— Что это, Удинаас? — спросила Уруфь. Встала и подтянула его поближе.
— Я упал… — задохнулся словами летериец.
— Пачкаешь кровью ран нашу пищу? Ты сошел с ума?
— Госпожа! — вскрикнул другой раб, выступая из тени. — Я видел его сегодня утром — этих ран не было, клянусь!
— Это сражавшийся с вайвелом! — завопил другой, отпрянув во внезапном ужасе.
— Удинаас одержим! — закричал третий раб.
— Молчать! — Уруфь положила ладонь на лоб Удинааса, сильно толкнув его. Он застонал от боли. Вокруг раба заклубилась магия. Он судорожно задрожал и осел к ногам Уруфи.
— В нем ничего нет, — сказала она, отстранив дрожащую руку.

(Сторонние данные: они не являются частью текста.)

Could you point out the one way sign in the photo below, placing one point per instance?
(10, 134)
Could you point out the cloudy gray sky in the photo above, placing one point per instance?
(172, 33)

Заговорила Майен. — Пернатая Ведьма, позаботься о рабе Уруфи.
Рабыня рванулась вперед. Другой раб помог ей вытащить бесчувственное тело из комнаты.
— Не вижу оскорбления в поступке раба, — продолжила Майен. — Раны действительно сочились, но он замотал их тряпками. — Она протянула руку, подняла тарелку, показывая кусок льна, который использовал Удинаас.
Уруфь что-то буркнула и медленно села. — Тем не менее он должен был сказать мне. За небрежение следует наказать.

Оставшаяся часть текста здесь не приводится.